Queen Elizabeth II greets Saudi Crown Prince Mohammed bin Salman at Buckingham Palace on Wednesday. Dominic Lipinski – WPA Pool/Getty
  • Saudi Crown Prince Mohammed bin Salman arrived in the UK on Wednesday.
  • He was greeted by Boris Johnson upon his arrival, and has met the Queen for lunch.
  • Many people are protesting his visit, however.

The Crown Prince of Saudi Arabia has met the Queen Elizabeth II for lunch on the first day of his extravagant state visit to the United Kingdom.

Mohammed bin Salman arrived in the UK on Tuesday night, and is expected to spend three days in the country. This is his first visit to Britain since becoming Crown Prince last June.

The Queen hosted the Crown Prince for a lunch and private audience at Buckingham Palace on Wednesday. All foreign dignitaries are invited to meet the Queen and other members of the Royal Family during state visits.

Footage below shows Crown Prince Mohammed’s arrival, and the two royals meeting.

Saudi news channel Al Riyadh tweeted a video of Crown Prince’s arrival around 1 p.m. local time (GMT) on Wednesday.

Photos of the Queen and Crown Prince’s private audience were also posted online. The two royals shake hands, which is the standard Saudi greeting for people meeting for the first time.

The Crown Prince left the Palace before 3 p.m., after a roughly 90 minute visit.

Mohammed bin salman meet queen

Britain is rolling out the red carpet for the Crown Prince Mohammed, also known as MBS.

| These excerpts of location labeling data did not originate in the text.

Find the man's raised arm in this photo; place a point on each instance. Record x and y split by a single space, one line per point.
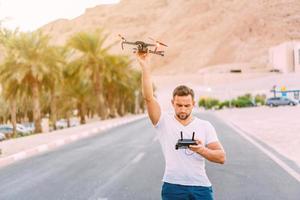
153 107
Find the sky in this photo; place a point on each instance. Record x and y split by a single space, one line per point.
28 15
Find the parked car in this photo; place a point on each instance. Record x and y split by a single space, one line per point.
280 101
29 126
8 129
62 123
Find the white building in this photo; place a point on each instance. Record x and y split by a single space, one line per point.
285 57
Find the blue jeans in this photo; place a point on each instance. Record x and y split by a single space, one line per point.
182 192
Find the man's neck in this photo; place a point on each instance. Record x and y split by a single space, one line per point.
186 121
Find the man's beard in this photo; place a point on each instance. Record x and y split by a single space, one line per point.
183 116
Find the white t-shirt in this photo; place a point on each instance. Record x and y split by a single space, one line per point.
183 166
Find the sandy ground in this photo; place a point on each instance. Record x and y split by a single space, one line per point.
278 127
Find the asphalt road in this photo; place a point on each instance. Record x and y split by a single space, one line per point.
126 163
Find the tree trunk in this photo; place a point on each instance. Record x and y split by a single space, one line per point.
13 112
36 107
53 116
82 111
98 87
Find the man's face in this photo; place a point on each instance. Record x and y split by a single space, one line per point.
183 106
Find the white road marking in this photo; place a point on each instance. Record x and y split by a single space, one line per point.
59 142
43 147
155 139
19 156
138 157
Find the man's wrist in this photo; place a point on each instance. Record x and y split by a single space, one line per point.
203 151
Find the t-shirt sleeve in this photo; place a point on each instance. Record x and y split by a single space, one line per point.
210 134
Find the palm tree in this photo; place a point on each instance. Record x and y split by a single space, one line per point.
92 54
123 85
55 59
77 87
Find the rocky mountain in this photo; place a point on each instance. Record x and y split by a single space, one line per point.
200 33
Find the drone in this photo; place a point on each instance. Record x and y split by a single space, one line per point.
142 47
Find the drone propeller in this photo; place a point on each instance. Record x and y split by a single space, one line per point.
122 37
158 42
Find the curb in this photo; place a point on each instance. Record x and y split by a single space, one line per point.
57 143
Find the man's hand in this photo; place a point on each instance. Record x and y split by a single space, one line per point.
199 148
213 152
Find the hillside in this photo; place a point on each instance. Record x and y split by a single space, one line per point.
199 33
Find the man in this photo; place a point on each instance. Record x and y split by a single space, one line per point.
185 176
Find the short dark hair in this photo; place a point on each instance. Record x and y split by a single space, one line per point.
183 90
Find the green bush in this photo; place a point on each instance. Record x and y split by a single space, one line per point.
260 99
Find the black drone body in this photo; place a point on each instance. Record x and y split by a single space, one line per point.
143 47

Over the course of his three-day visit, he is also expected to dine with Prince Charles and Prince William, and visit the UK Prime Minister Theresa May’s countryside residence, Chequers,Al Jazeera reported.

UK Foreign Secretary Boris Johnson also greeted the Crown Prince at the bottom of his plane when he landed on Tuesday night.

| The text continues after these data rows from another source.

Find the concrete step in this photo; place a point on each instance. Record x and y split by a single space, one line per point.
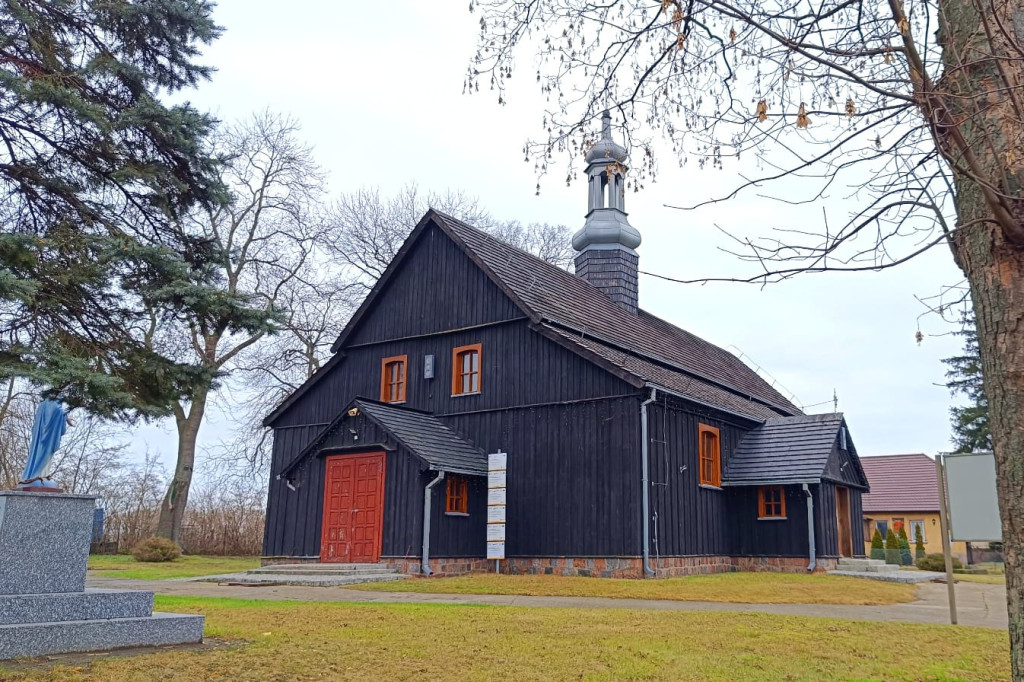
36 639
310 568
302 580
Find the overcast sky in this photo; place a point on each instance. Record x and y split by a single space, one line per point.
377 88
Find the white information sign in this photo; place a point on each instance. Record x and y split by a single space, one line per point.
496 533
974 510
497 464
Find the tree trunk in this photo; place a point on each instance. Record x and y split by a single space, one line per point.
173 507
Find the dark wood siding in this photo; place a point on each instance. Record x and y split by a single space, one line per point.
298 513
768 538
825 527
686 518
438 288
573 475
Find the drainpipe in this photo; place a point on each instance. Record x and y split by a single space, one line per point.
425 566
810 527
644 456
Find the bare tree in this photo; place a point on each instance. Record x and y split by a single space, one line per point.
912 109
266 237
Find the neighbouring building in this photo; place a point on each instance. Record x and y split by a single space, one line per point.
904 491
634 446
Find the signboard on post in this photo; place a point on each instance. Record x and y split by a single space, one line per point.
974 509
497 467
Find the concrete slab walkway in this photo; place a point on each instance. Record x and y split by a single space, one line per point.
982 605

Not everyone is happy that Crown Prince Mohammed is in town, though.

People protesting against Saudi Arabia’s involvement in the deadly Yemen War lined the streets of Whitehall earlier on Wednesday, with pro- and anti-Saudi posters and ad campaigns being displayed all over the capital.

Labour leader Jeremy Corbyn accused the government of “colluding” in war crimes by supplying arms to Saudi Arabia. Shadow Foreign Secretary Emily Thornberry also wrote in The Guardian that the UK’s extravagant reception for the Saudi prince was “shameless.”